Ryan Braun will hear boos because of a leak that never should have happened. He faced a 50-game suspension while a panel determined whether he cheated to perform better at his job. Meanwhile, DUIs for players keep piling up. These people literally endangered lives of other people, yet they will face no suspension, no fine, and little to no ridicule in opposing cities.
Is there anyone who sees nothing wrong with that?
Ok, back to the Brewers. Thanks for letting me get that off my chest.
The point I’m making is, when your biggest injury is to someone who was unlikely to make the roster anyway (Brandon Kintzler), you’re in as good of shape as you could have hoped for. Early concerns about Corey Hart and Shawn Marcum have been alleviated, and neither one is expected to miss any regular season time. There have been no problems in the starting rotation that was already incredibly healthy last season.
Health is one variable that is nearly impossible to project, unless you have an overabundance of old players or something. It’s a huge reason the Brewers were able to win 96 games last season. Aside from the Rickie Weeks ankle injury, the team was remarkably healthy–particularly the starting rotation. It’s highly unlikely they’ll only use six starters again this season, but if they do they’re a safe bet to make the playoffs once again.

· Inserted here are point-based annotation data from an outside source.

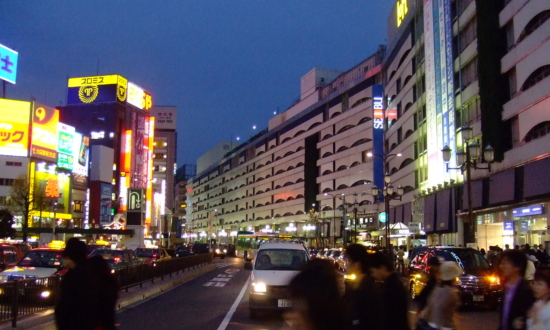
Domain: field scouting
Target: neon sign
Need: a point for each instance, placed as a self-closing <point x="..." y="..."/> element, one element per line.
<point x="402" y="10"/>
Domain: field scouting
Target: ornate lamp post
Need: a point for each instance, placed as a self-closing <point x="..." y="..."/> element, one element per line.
<point x="465" y="162"/>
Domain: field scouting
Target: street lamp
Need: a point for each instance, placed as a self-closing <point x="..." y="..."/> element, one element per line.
<point x="333" y="217"/>
<point x="387" y="193"/>
<point x="465" y="162"/>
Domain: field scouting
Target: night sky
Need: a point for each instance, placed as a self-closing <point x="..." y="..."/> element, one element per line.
<point x="226" y="64"/>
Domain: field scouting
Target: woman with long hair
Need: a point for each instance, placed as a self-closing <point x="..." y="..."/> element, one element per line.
<point x="539" y="315"/>
<point x="444" y="299"/>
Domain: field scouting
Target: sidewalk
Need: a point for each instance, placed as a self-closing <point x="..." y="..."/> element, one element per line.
<point x="45" y="320"/>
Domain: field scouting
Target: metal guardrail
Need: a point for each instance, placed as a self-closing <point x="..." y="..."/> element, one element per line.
<point x="23" y="297"/>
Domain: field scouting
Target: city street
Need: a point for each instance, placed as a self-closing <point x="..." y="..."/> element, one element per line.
<point x="209" y="302"/>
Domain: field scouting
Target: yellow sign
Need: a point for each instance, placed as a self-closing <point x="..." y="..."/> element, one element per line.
<point x="402" y="10"/>
<point x="97" y="80"/>
<point x="14" y="127"/>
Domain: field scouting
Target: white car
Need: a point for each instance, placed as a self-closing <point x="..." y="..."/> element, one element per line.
<point x="274" y="266"/>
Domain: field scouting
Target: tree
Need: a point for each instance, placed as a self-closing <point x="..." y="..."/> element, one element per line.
<point x="6" y="223"/>
<point x="22" y="201"/>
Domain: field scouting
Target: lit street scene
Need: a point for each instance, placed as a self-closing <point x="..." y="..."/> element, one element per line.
<point x="247" y="165"/>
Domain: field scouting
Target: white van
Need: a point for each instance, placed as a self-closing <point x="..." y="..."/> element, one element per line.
<point x="274" y="266"/>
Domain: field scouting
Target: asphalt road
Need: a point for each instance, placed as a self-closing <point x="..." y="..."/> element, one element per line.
<point x="212" y="302"/>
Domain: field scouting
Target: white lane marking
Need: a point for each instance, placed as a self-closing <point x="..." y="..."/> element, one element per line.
<point x="233" y="308"/>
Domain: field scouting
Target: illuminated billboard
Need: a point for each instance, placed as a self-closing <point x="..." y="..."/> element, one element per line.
<point x="65" y="146"/>
<point x="97" y="89"/>
<point x="81" y="152"/>
<point x="8" y="64"/>
<point x="14" y="127"/>
<point x="138" y="97"/>
<point x="44" y="132"/>
<point x="57" y="188"/>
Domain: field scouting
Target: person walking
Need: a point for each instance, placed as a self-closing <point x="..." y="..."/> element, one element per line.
<point x="518" y="297"/>
<point x="361" y="308"/>
<point x="76" y="305"/>
<point x="313" y="292"/>
<point x="444" y="300"/>
<point x="391" y="295"/>
<point x="539" y="315"/>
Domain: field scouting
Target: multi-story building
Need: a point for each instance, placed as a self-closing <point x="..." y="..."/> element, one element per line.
<point x="310" y="157"/>
<point x="164" y="164"/>
<point x="442" y="75"/>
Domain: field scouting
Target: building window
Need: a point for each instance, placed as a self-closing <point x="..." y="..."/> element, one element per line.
<point x="469" y="73"/>
<point x="534" y="24"/>
<point x="535" y="77"/>
<point x="468" y="34"/>
<point x="538" y="131"/>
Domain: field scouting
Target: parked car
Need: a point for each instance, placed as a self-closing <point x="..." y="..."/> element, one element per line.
<point x="275" y="265"/>
<point x="478" y="285"/>
<point x="118" y="258"/>
<point x="199" y="248"/>
<point x="22" y="247"/>
<point x="183" y="251"/>
<point x="9" y="256"/>
<point x="150" y="255"/>
<point x="37" y="265"/>
<point x="220" y="251"/>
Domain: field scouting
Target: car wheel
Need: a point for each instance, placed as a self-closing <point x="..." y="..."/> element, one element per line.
<point x="412" y="292"/>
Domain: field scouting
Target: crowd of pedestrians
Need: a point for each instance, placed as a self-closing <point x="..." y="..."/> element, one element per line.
<point x="378" y="299"/>
<point x="88" y="293"/>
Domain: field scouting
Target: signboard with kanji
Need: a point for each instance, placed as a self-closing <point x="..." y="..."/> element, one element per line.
<point x="14" y="127"/>
<point x="8" y="64"/>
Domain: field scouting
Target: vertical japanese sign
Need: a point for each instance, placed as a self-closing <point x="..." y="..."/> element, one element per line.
<point x="44" y="132"/>
<point x="378" y="134"/>
<point x="440" y="101"/>
<point x="8" y="64"/>
<point x="65" y="145"/>
<point x="81" y="146"/>
<point x="14" y="127"/>
<point x="105" y="206"/>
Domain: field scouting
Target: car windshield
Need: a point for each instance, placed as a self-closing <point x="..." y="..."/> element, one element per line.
<point x="48" y="259"/>
<point x="465" y="258"/>
<point x="111" y="256"/>
<point x="280" y="259"/>
<point x="147" y="252"/>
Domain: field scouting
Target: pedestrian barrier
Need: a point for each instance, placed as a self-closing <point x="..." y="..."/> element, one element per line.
<point x="27" y="296"/>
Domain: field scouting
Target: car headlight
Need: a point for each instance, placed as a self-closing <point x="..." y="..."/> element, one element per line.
<point x="259" y="287"/>
<point x="350" y="277"/>
<point x="493" y="280"/>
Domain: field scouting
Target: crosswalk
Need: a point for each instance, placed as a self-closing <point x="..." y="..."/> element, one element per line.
<point x="221" y="280"/>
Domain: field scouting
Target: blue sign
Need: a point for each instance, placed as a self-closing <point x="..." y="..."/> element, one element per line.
<point x="509" y="225"/>
<point x="8" y="64"/>
<point x="378" y="135"/>
<point x="528" y="210"/>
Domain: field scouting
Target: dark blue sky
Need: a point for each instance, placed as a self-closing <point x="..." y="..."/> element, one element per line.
<point x="226" y="64"/>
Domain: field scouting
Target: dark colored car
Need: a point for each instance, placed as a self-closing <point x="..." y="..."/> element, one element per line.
<point x="220" y="251"/>
<point x="150" y="255"/>
<point x="183" y="251"/>
<point x="118" y="258"/>
<point x="478" y="285"/>
<point x="199" y="248"/>
<point x="9" y="256"/>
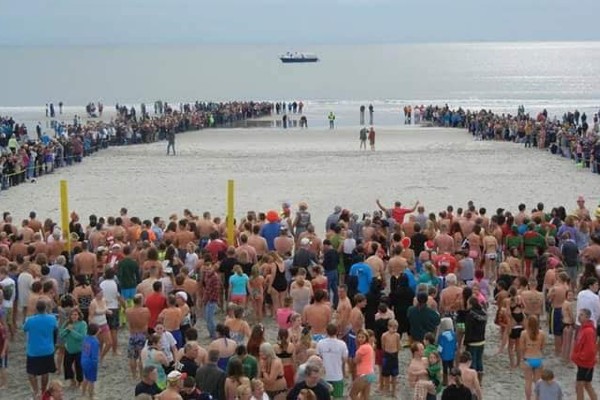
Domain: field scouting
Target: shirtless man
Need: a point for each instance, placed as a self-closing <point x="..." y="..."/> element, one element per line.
<point x="245" y="247"/>
<point x="318" y="315"/>
<point x="145" y="286"/>
<point x="18" y="248"/>
<point x="533" y="301"/>
<point x="284" y="243"/>
<point x="376" y="263"/>
<point x="182" y="237"/>
<point x="258" y="242"/>
<point x="490" y="251"/>
<point x="451" y="297"/>
<point x="443" y="242"/>
<point x="34" y="223"/>
<point x="171" y="318"/>
<point x="343" y="311"/>
<point x="26" y="232"/>
<point x="397" y="264"/>
<point x="85" y="263"/>
<point x="138" y="317"/>
<point x="205" y="226"/>
<point x="557" y="296"/>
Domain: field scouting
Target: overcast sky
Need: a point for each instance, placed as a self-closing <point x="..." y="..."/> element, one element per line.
<point x="71" y="22"/>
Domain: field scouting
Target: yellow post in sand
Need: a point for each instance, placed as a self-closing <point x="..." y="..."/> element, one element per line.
<point x="64" y="213"/>
<point x="230" y="212"/>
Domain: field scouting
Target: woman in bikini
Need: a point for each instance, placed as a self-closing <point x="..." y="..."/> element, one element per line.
<point x="514" y="308"/>
<point x="532" y="343"/>
<point x="271" y="372"/>
<point x="279" y="282"/>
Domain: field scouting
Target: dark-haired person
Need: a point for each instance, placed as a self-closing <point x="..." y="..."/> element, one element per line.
<point x="138" y="318"/>
<point x="582" y="354"/>
<point x="39" y="329"/>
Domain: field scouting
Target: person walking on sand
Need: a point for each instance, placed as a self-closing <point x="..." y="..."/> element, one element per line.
<point x="363" y="138"/>
<point x="362" y="114"/>
<point x="331" y="118"/>
<point x="582" y="357"/>
<point x="372" y="138"/>
<point x="171" y="141"/>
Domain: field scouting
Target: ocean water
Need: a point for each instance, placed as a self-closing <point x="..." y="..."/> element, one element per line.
<point x="499" y="76"/>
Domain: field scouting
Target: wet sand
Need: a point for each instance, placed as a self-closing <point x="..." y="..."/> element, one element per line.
<point x="324" y="168"/>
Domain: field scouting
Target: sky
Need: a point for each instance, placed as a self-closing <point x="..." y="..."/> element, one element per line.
<point x="108" y="22"/>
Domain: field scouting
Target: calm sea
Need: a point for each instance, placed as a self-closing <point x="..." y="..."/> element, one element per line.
<point x="500" y="76"/>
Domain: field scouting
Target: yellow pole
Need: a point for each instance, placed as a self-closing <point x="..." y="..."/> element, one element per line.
<point x="230" y="212"/>
<point x="64" y="213"/>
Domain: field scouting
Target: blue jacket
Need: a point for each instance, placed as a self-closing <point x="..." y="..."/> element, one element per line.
<point x="447" y="344"/>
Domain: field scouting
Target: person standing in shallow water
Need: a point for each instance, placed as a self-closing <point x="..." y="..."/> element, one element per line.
<point x="171" y="141"/>
<point x="363" y="138"/>
<point x="372" y="138"/>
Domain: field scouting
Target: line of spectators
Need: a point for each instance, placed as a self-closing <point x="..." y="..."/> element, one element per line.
<point x="23" y="158"/>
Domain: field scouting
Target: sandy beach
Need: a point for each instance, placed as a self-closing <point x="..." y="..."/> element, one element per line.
<point x="322" y="167"/>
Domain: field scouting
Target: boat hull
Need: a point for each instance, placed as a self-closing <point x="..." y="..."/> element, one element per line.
<point x="298" y="60"/>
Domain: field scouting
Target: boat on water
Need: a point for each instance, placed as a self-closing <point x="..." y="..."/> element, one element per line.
<point x="298" y="57"/>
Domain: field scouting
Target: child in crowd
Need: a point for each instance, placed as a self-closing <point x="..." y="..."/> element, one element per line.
<point x="89" y="360"/>
<point x="547" y="388"/>
<point x="390" y="344"/>
<point x="434" y="370"/>
<point x="447" y="346"/>
<point x="430" y="345"/>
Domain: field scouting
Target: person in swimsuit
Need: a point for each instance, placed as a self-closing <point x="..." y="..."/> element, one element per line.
<point x="98" y="312"/>
<point x="271" y="372"/>
<point x="515" y="308"/>
<point x="285" y="351"/>
<point x="532" y="343"/>
<point x="224" y="345"/>
<point x="279" y="285"/>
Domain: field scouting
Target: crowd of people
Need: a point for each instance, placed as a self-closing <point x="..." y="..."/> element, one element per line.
<point x="345" y="304"/>
<point x="573" y="136"/>
<point x="24" y="157"/>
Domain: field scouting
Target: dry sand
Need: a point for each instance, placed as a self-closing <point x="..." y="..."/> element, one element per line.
<point x="324" y="168"/>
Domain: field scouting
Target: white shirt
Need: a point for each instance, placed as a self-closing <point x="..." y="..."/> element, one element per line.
<point x="9" y="285"/>
<point x="111" y="293"/>
<point x="590" y="300"/>
<point x="333" y="352"/>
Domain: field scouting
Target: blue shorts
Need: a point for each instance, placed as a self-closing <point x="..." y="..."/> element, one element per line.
<point x="90" y="372"/>
<point x="128" y="294"/>
<point x="350" y="340"/>
<point x="534" y="363"/>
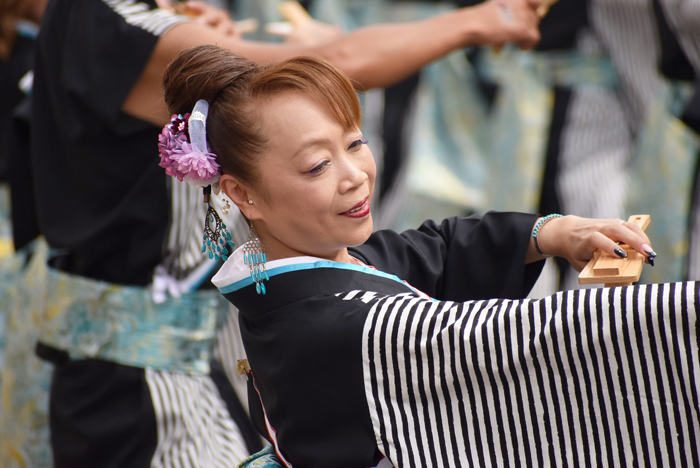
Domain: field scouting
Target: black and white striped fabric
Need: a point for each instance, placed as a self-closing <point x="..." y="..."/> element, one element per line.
<point x="194" y="427"/>
<point x="602" y="377"/>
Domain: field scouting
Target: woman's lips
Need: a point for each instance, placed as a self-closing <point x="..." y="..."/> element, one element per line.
<point x="358" y="211"/>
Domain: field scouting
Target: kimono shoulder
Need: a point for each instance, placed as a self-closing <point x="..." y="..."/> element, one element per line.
<point x="479" y="257"/>
<point x="303" y="340"/>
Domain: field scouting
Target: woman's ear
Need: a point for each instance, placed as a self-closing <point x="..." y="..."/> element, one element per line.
<point x="240" y="195"/>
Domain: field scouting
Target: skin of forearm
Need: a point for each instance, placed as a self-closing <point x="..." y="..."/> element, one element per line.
<point x="374" y="56"/>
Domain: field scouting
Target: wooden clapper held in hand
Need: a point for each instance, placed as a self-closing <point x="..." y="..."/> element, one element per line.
<point x="614" y="271"/>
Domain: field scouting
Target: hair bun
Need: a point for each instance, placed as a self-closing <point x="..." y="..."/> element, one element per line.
<point x="201" y="73"/>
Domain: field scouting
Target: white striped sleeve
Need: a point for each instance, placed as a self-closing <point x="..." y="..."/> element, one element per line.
<point x="596" y="377"/>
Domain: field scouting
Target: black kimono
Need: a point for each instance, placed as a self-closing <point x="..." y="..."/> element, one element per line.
<point x="353" y="363"/>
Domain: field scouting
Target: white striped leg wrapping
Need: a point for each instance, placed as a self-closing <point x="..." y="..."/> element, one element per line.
<point x="194" y="426"/>
<point x="601" y="377"/>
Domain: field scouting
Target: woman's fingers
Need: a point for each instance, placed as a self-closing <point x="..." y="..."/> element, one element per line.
<point x="611" y="234"/>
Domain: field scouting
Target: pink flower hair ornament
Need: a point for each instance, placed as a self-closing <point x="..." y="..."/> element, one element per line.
<point x="184" y="153"/>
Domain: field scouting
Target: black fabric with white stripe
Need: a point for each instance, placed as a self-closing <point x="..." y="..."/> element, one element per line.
<point x="350" y="365"/>
<point x="602" y="377"/>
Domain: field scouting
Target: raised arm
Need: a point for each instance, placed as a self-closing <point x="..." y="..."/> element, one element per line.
<point x="374" y="56"/>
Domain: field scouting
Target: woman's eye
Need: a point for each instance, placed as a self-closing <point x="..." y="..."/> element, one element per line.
<point x="317" y="170"/>
<point x="357" y="143"/>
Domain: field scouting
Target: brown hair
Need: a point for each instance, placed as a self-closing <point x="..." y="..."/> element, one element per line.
<point x="233" y="85"/>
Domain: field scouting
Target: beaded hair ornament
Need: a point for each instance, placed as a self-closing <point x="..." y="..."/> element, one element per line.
<point x="184" y="154"/>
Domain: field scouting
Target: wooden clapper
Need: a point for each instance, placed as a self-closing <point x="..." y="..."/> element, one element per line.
<point x="614" y="271"/>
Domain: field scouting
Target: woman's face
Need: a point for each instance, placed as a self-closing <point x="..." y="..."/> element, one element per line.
<point x="317" y="181"/>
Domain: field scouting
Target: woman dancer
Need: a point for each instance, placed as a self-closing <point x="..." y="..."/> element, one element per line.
<point x="417" y="349"/>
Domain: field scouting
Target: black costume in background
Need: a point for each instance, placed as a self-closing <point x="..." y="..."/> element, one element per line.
<point x="352" y="364"/>
<point x="109" y="212"/>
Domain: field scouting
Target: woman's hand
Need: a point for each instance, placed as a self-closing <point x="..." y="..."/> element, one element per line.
<point x="576" y="238"/>
<point x="507" y="21"/>
<point x="210" y="16"/>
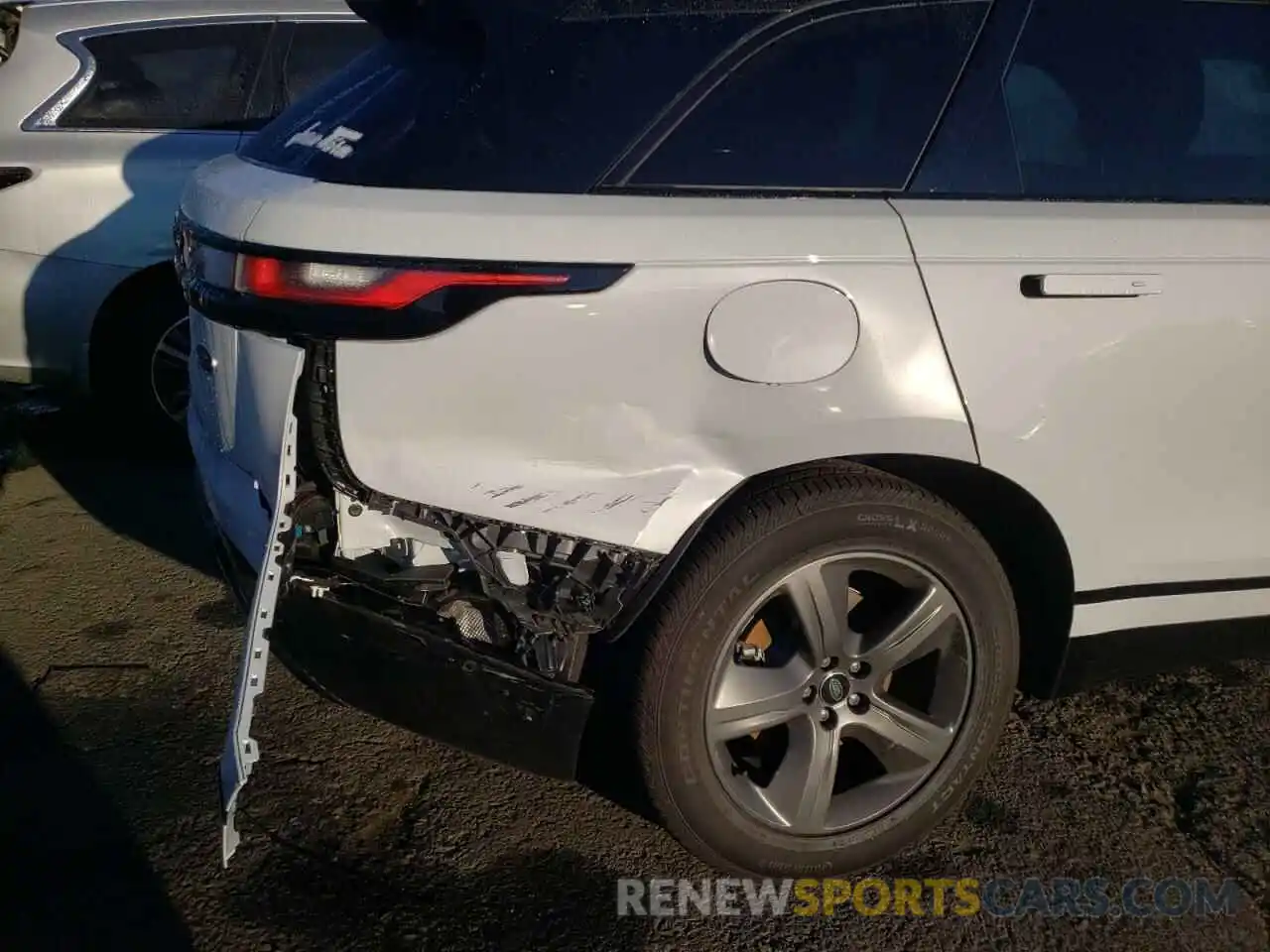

They even have a leg up on the injury front compared to their two main competitors for the division. The Reds have lost their closer, Ryan Madsen for the season, and the Cardinals are hoping Chris Carpenter to return by May.
The injuries will come of course, but they just have to hope they aren’t serious and that they aren’t to their best players. If that happens, they’ll be in good shape. And on that front, anyway, the Brewers are off to a great start.